Sequer entendem a mensagem de Jesus, seria pedir demais que entendessem de direitos e deveres públicos, algo que é disseminado em uma linguagem distante da realidade intelectual da maioria da população, ou seja, não há esforço para ensinar valores reais estabelecidos por lei. Fica por conta dos líderes religiosos a manutenção da visão de mundo das pessoas em geral que frequentam cultos, igrejas e afins. Com isso, a alienação se reinventa e se desdobra em infinitas desculpas esfarrapadas para “engambelar” os fiéis. A própria bíblia é deturpada em nome da “sagrada divindade” que não pode ser desrespeitada.

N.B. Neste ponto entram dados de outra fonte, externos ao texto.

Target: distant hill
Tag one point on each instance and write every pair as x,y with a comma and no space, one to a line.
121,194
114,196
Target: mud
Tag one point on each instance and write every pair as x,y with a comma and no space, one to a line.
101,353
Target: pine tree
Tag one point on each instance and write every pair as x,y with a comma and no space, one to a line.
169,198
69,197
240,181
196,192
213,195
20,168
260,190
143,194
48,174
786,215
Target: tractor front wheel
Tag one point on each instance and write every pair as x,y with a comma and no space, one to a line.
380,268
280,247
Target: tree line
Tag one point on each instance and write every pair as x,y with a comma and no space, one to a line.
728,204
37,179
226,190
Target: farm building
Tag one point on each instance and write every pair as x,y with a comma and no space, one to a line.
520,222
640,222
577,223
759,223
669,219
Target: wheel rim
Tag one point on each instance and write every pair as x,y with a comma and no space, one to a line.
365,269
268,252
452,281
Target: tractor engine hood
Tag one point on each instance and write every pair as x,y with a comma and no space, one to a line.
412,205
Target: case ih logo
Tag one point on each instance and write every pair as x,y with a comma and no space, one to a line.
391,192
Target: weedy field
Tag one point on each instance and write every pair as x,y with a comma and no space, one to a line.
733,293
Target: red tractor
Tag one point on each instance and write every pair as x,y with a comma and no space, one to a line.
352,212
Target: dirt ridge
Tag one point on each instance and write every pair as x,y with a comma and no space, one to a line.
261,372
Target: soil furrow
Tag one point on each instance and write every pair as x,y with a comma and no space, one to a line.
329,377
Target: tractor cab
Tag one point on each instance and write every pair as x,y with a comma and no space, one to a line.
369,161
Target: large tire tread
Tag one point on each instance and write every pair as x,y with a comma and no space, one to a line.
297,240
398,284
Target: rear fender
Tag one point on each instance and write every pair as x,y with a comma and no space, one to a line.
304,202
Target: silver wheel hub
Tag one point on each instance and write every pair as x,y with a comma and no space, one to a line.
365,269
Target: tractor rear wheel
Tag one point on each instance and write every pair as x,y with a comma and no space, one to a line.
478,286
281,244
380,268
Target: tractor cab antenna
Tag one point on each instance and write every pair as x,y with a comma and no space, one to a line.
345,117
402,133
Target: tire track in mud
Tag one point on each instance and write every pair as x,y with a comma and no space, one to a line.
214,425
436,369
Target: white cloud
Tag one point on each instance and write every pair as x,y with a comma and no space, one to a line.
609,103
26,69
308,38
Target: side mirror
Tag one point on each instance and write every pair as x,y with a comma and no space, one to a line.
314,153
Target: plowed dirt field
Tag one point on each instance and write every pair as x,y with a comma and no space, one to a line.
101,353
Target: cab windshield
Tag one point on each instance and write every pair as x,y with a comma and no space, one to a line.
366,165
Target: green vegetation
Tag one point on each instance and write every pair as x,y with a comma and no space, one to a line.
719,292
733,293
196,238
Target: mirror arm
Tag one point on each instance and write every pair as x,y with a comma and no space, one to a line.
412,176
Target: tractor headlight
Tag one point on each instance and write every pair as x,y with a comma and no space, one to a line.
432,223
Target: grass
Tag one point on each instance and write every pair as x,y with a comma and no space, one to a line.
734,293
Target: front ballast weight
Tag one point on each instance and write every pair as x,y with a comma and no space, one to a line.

Jesus, o anarquista, ao meu ver, não fez “milagres mágicos”, digamos assim, como quem tem poderes sobrenaturais, apesar de ser isto o que está escrito lá pelos apóstolos. Eu costumo dizer por aí que Jesus, não só curou o cego, mas fez o povo enxergar a verdade. Ele não só curou o aleijado, mas fez o povo caminhar unido. Ele não só ressuscitou Lázaro, mas fez o povo viver novamente. Enfim, Jesus reuniu os excluídos e marginalizados em prol da luta contra a desigualdade. Parece pregação da minha parte, certo? Mas o que escrevo aqui é o anarquismo, assim como o fez Jesus. Por esse motivo, me considero mais cristão do que qualquer religioso. Aliás, a prática religiosa me incomoda demais. Jesus não foi morto à toa. Era um revolucionário. Um cara muito esperto. Independente se ele existiu ou não, representa até hoje a esperança de dias melhores para aqueles que anseiam por justiça e igualdade. Os pobres, abandonados e injustiçados, infelizmente são enganados pela ganância da burguesia e das lideranças religiosas. Eu abomino quem usa a técnica de persuasão para “salvar” as pessoas ao trazê-las para dentro da religião, qualquer que seja ela. Existem profissionais da área da psicologia aptos a atender a população, seja lá qual for o problema pelos quais as pessoas estejam passando, a religião não é a solução. Os políticos enchem a boca pra falar de Deus e da fé que eles têm. O povo deveria saber enxergar a falsidade contida nesse discurso vazio e eleitoreiro. Enfim, esse texto que escrevo é mais um desabafo do que tudo.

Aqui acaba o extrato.